Bernadette Robertson
- Born: 4 June 1993 (age 33)
- Height: 1.68 m (5 ft 6 in)
- Weight: 75 kg (165 lb)

Rugby union career
- Position(s): Centre, Wing

Provincial / State sides
- Years: Team / Apps / (Points)
- 2016, 2018–22: Wellington / 30 / (35)
- 2017: Counties Manukau / 8 / (25)

Super Rugby
- Years: Team / Apps / (Points)
- 2023: Hurricanes Poua / 2 / (0)

International career
- Years: Team / Apps / (Points)
- Samoa

= Bernadette Robertson =

Samoa international rugby union player (born 1993)

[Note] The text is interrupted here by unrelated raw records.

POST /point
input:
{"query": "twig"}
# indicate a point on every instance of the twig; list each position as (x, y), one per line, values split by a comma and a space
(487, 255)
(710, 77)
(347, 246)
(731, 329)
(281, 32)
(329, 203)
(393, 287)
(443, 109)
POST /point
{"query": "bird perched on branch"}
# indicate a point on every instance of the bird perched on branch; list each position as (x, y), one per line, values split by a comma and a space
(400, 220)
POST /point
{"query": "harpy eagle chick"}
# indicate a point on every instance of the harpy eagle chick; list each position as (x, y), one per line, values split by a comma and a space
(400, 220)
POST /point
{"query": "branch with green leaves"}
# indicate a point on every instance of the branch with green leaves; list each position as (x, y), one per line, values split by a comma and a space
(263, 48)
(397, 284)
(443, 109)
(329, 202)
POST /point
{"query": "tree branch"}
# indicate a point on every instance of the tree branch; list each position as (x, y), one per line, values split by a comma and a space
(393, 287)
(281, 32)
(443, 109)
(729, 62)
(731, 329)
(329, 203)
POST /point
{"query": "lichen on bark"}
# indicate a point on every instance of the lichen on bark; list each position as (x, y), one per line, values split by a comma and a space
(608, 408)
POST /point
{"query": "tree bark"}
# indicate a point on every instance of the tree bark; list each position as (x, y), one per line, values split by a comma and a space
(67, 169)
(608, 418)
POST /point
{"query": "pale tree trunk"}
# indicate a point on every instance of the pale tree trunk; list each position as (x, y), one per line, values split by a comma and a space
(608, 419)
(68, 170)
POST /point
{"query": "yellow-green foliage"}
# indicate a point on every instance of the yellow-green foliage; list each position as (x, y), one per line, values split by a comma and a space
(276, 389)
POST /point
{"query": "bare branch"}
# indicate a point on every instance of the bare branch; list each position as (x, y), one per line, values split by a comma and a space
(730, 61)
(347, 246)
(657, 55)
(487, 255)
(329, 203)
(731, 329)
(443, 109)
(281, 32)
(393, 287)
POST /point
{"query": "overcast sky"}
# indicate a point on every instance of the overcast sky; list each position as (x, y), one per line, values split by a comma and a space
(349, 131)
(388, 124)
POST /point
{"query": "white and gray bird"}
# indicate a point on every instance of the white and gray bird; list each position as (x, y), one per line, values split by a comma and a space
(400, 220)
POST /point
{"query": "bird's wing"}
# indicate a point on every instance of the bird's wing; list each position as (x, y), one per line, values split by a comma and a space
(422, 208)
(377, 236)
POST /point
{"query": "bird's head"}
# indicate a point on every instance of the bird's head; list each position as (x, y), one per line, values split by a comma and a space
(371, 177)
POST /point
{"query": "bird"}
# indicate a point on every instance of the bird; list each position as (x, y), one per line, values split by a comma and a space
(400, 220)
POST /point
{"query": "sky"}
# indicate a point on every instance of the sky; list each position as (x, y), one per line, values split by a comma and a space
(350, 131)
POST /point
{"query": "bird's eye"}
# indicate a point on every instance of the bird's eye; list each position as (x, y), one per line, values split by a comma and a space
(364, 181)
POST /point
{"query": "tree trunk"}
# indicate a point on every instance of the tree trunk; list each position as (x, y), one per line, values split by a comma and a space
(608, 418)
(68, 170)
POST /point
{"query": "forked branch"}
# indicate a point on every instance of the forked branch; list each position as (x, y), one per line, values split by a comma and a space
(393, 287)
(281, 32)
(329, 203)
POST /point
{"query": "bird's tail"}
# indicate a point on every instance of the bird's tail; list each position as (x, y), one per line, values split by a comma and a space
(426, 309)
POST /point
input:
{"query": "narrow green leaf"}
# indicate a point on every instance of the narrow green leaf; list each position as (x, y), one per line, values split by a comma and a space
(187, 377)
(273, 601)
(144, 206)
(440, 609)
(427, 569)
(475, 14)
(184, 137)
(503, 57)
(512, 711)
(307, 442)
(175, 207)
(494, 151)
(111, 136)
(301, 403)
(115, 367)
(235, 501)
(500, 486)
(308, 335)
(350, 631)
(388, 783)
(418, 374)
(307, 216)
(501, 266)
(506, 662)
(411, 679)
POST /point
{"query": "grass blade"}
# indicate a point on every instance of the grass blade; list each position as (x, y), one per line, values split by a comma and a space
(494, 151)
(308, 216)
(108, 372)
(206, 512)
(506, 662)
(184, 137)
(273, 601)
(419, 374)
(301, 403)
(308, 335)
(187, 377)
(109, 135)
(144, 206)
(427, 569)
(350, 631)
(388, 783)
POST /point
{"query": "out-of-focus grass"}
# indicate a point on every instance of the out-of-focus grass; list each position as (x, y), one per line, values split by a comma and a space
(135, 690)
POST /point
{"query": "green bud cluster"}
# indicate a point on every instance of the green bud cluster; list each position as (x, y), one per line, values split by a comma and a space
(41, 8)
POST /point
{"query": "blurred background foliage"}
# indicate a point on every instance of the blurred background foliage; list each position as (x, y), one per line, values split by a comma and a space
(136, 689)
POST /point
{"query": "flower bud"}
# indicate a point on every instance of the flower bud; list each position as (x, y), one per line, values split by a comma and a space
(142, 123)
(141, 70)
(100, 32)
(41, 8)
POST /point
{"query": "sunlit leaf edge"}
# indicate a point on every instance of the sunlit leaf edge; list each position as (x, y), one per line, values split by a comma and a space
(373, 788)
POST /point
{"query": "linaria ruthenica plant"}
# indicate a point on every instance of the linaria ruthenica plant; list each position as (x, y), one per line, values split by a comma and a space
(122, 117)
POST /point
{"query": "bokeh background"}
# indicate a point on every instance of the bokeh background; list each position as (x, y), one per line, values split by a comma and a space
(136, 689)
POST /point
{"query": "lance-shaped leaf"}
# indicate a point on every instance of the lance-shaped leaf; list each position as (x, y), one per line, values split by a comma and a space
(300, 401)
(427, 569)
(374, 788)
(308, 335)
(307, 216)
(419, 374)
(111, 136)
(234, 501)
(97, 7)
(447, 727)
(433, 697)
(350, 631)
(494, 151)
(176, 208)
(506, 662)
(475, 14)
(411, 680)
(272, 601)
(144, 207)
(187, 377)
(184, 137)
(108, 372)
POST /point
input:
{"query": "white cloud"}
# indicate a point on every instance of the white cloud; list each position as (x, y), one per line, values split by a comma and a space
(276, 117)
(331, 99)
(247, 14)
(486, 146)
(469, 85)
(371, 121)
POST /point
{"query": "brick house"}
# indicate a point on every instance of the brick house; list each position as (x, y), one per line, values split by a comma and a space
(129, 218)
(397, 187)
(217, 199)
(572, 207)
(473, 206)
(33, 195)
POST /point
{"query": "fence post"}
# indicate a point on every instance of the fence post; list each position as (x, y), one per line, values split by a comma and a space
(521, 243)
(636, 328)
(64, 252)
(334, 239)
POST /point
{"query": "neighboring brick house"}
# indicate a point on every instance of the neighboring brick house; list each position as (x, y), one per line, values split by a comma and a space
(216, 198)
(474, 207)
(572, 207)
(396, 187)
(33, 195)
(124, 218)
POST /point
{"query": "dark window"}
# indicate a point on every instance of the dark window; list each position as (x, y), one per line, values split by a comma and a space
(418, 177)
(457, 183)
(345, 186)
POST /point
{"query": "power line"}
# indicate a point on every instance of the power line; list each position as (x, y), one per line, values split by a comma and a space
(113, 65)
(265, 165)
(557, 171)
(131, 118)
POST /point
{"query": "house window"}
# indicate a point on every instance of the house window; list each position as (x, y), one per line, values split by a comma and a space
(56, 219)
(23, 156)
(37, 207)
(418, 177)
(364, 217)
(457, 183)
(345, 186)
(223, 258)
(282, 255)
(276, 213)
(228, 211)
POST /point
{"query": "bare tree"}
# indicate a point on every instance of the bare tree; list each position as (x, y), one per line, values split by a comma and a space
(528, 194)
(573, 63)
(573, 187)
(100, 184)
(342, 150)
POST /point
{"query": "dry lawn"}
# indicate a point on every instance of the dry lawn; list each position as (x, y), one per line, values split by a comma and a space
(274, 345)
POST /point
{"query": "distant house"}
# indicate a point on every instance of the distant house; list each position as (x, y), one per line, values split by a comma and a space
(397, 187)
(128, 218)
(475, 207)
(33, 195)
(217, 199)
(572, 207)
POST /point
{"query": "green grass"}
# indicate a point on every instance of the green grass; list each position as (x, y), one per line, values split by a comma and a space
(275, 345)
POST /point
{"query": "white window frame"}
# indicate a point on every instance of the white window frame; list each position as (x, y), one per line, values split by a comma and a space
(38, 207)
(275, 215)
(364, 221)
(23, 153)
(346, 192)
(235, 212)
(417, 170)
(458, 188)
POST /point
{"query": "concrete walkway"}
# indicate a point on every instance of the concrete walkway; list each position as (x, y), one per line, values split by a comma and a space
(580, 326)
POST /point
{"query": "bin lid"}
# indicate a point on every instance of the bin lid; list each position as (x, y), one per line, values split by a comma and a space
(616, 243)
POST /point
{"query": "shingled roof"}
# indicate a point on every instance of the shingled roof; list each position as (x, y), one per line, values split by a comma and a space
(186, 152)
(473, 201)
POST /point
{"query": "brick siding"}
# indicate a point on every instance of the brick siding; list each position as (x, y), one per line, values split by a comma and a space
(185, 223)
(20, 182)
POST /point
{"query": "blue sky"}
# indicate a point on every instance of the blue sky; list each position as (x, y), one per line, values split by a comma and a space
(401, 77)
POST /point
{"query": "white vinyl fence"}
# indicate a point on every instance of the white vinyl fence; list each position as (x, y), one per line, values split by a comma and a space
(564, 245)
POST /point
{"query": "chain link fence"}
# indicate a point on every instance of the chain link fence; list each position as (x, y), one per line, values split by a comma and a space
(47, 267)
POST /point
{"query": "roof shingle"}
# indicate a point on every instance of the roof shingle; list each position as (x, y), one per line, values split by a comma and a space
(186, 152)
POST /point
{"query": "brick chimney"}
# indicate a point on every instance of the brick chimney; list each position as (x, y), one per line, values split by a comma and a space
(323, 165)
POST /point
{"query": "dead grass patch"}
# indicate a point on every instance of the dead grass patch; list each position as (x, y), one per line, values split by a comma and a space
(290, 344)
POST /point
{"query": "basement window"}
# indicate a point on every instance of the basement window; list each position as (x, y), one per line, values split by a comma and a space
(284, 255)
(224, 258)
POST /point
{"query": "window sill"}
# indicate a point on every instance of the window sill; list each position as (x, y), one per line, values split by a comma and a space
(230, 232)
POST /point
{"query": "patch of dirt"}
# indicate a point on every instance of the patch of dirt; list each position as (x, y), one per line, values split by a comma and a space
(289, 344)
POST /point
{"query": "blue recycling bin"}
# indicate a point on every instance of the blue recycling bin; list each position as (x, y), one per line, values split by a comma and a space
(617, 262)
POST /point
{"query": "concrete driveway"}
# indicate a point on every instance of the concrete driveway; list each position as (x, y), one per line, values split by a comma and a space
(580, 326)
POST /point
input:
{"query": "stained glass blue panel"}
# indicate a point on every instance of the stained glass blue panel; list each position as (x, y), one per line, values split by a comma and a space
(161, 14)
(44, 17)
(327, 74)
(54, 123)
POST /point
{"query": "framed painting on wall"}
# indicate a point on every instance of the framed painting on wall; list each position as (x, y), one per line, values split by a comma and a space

Bernadette Robertson (born 4 June 1993) is a Samoan rugby union player. She represented Samoa at the 2014 Women's Rugby World Cup in France. She currently plays for Hurricanes Poua in the Super Rugby Aupiki competition.

== Background ==
Robertson graduated with a Bachelor of Electrical and Electronic Engineering from the University of Auckland in 2015.

== Rugby career ==
Robertson competed for Samoa at the 2014 Women's Rugby World Cup in France. She has played for Counties Manukau and Wellington in the Farah Palmer Cup competition.

Robertson was selected for Manusina Samoa's squad to the 2022 Oceania Rugby Women's Championship in New Zealand. She started in Samoa's opening match against Tonga at Massey Park. She scored a try in her sides 91–0 trouncing of Papua New Guinea in the second round.

Robertson signed with Hurricanes Poua for the 2023 Super Rugby Aupiki season. On 25 February, She made her debut for Hurricanes Poua against Chiefs Manawa in the opening match of the competition.